Since then I have cooked hundreds of recipes, started the Taste Buds section on this site and took on the ambition of writing a cookbook. Of course I had to start somewhere, and along with my husband and his family’s favourite dishes, I had to master the recipes I grew up with.

My mother is a great cook and some of the recipes put on here are from her recipe cards and then some of those, of course, trickled down to her from her mother. Today my mother and I cooked a modified Coconut Cream Pie recipe from my Grandma's ‘Betty Crocker Cookbook’.


A cookbook that she received as a wedding present on August 22, 1951.


A cookbook that has seen decades of love, use and abuse in the
kitchens of her lifetime.



A cookbook written in, spilled on and burned with its partially glued
pages of goo.


This recipe is not only amazing in its explosive simple complexity
and silky coconut flavor, it's also filled with rainbows of love.
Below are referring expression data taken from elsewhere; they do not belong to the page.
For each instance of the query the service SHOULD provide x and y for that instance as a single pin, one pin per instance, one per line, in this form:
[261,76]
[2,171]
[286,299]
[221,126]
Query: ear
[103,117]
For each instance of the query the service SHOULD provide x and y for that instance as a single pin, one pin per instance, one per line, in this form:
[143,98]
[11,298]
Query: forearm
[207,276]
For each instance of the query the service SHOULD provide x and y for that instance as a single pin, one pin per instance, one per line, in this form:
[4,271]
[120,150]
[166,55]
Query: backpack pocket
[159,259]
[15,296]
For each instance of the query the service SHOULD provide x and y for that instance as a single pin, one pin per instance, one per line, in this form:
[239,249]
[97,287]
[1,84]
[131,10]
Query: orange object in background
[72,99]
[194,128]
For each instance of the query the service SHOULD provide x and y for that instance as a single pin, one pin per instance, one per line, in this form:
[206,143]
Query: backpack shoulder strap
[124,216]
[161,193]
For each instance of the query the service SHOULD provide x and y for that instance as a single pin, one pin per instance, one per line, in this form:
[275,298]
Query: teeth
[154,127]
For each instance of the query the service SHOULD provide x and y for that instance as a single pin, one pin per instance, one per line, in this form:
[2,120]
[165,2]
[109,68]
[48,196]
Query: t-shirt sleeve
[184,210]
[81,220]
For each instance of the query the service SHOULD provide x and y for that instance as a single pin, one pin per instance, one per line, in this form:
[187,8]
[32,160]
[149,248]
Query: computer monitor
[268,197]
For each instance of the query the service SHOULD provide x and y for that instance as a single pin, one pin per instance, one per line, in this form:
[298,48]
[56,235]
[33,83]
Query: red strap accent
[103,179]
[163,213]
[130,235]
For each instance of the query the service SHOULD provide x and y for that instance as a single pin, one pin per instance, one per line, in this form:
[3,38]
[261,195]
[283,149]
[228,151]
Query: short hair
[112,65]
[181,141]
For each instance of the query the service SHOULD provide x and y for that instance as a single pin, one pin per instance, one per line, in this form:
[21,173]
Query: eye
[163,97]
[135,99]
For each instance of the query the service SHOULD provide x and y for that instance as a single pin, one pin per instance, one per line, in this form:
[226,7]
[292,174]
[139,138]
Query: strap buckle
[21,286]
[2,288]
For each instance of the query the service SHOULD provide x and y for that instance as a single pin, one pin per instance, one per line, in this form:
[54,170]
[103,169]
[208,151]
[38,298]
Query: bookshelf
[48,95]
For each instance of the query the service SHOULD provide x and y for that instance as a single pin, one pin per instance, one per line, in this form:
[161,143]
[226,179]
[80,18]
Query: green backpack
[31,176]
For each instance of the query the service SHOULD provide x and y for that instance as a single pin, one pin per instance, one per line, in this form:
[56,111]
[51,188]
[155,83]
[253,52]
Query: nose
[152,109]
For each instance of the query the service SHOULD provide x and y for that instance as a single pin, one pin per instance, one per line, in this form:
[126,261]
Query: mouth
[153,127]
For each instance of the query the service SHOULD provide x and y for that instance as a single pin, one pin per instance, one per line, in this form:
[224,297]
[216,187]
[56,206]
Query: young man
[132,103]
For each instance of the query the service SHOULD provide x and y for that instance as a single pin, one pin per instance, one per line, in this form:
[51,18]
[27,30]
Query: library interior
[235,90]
I
hope you enjoy!

This recipe is for a 9 inch pie pan

For The Crust
1 cup flour
1/3 cup Crisco
1 teaspoon salt
4 tablespoons water

For The Filling
2/3 cup sugar
1/4 cup corn starch
1/2 teaspoon salt
3 cup milk
5 egg yolks (reserve egg whites in a bowl and place in fridge for meringue)
1/2 tablespoon of vanilla extract
1 cup sweetened coconut

For the Meringue
5 egg whites (reserved from the filling)
1/4 teaspoon cream of tartar
1/2 cup sugar
1 teaspoon vanilla extract

1. Pre-heat the oven to 350 degrees.
2. To make crust: In a medium bowl combine flour, Crisco and salt. Using a pastry knife or two knives cut the butter until it is the size of small peas. Slowly add water and stir. You should be able to form a ball and the dough should keep its shape. If it's too dry, does not keep its shape, add a teaspoon of water or two more.
3. Roll out the crust on wax paper and gently transfer to your pie dish. Bake for 12 minutes until your crust is light brown.
4. To make filling: In a small saucepan mix the sugar, cornstarch and salt. Make sure to mix well, if you have clumps of cornstarch then your filling will be lumpy.
5. In a separate bowl beat together eggs and milk. While whisking the sugar mixture briskly, slowly add the liquid. Cook over medium heat stirring constantly until it reaches a rolling boil. Once it is
boiling cook for an additional minute longer. Your filling should be
thick like a pudding, if not cook one more minute.
6. Once pudding is thick add in vanilla extract and coconut. Stir until
well combined. Pour the filling into the baked pie crust.
7. To make meringue: remove bowl of egg whites from the fridge. Using an electric mixer at the highest setting beat eggs for 3 minutes until they are very frothy. Add cream of tartar and beat for two more minutes. Slowly sprinkle into the bowl one tablespoon of sugar at a time, beat for a minute between each addition. Meringue should start to form stiff peaks. Once it's done quickly beat in vanilla extract.
8. Using a spoon dole out dollops of meringue onto the filling evenly
distributing until the pie is covered. Sprinkle top with coconut and
bake for 4-8 minutes until meringue tops are very lightly browned.
9. Refrigerate for at least 5 hours before serving.

Inspired and modified from the Betty Crocker Cookbook


lilmansworld said...

I'm not a fan of coconut but I'm a giant fan of the abused and used to the binding cookbook. My mom has the same one and aren't you amazed at how unhealthy the recipes are?! I loved cooking just like my influencial grandmother, too!

paul peggy zeus said...

I'm glad you finally got to learn how to cook. I couldn't do it, you had to find your own time. I recall in college when you called and said, Mom, I know how to cook, all you need is a frying pan, chicken and seasoned salt. YUCK! I thought I had failed, but you learned in your own sweet time.